Hodgkin lymphoma is a curable, CD15+/CD30+ Reed-Sternberg B-cell malignancy of bimodal age distribution, diagnosed by excisional biopsy, staged with PET/CT (Lugano), and treated with risk-adapted ABVD or A+AVD ± involved-site radiation, with cure rates exceeding 80–90% but lifelong survivorship surveillance for cardiopulmonary toxicity, secondary malignancies, and endocrine late effects.

Board pearl: HL is the prototypical "curable cancer with toxic cure" — Step 3 questions test whether you balance cure today against decades of survivorship surveillance through appropriate pre-treatment workup, response-adapted therapy, and proactive late-effect screening.

Diagnosis: persistent painless cervical/supraclavicular adenopathy or mediastinal mass in a young adult + B symptoms → excisional biopsy (never FNA alone); Reed-Sternberg cells CD15+/CD30+/CD20−.

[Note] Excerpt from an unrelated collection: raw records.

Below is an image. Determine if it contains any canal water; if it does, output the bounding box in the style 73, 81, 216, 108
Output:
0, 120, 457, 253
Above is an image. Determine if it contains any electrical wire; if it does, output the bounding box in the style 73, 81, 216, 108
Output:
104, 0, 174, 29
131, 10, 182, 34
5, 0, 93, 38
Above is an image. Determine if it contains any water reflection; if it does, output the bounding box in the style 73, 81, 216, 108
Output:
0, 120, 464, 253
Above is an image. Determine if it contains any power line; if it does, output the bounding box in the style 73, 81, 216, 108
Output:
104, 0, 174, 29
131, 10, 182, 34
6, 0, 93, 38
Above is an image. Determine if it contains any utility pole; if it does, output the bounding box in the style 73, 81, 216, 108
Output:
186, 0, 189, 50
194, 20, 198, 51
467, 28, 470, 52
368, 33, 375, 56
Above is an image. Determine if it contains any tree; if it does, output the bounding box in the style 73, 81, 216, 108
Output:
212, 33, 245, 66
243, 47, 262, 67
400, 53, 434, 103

Staging: Lugano-modified Ann Arbor, driven by FDG-PET/CT; risk-stratify into early favorable, early unfavorable, or advanced (IPS) before selecting therapy intensity.

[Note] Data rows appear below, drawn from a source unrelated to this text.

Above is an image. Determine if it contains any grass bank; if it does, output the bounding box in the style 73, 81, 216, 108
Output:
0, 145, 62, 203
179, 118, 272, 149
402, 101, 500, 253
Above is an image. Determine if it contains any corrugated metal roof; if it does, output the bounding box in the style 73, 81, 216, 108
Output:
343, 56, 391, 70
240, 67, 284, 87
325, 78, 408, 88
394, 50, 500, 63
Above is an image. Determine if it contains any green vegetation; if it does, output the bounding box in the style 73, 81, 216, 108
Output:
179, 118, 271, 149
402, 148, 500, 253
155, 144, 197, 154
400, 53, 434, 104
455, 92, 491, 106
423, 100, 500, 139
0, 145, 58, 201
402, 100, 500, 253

Treatment: ABVD (or A+AVD in advanced disease) ± ISRT; PET-2 (Deauville) guides response-adapted escalation/de-escalation; relapse → salvage chemo + autologous SCT; refractory disease → brentuximab vedotin and PD-1 inhibitors (nivolumab/pembrolizumab) exploiting 9p24.1 PD-L1 overexpression.

Pre-treatment essentials: baseline echo (anthracycline), PFTs/DLCO (bleomycin), HIV/HBV/HCV, β-hCG, fertility preservation counseling — all documented before the first dose.

Survivorship (high-yield): annual mammogram + breast MRI starting 8 years post chest RT or age 25–30 for women; annual TSH after neck RT; aggressive cardiovascular risk-factor management; lifelong vigilance for secondary malignancies; survivorship care plan handed to PCP at transition.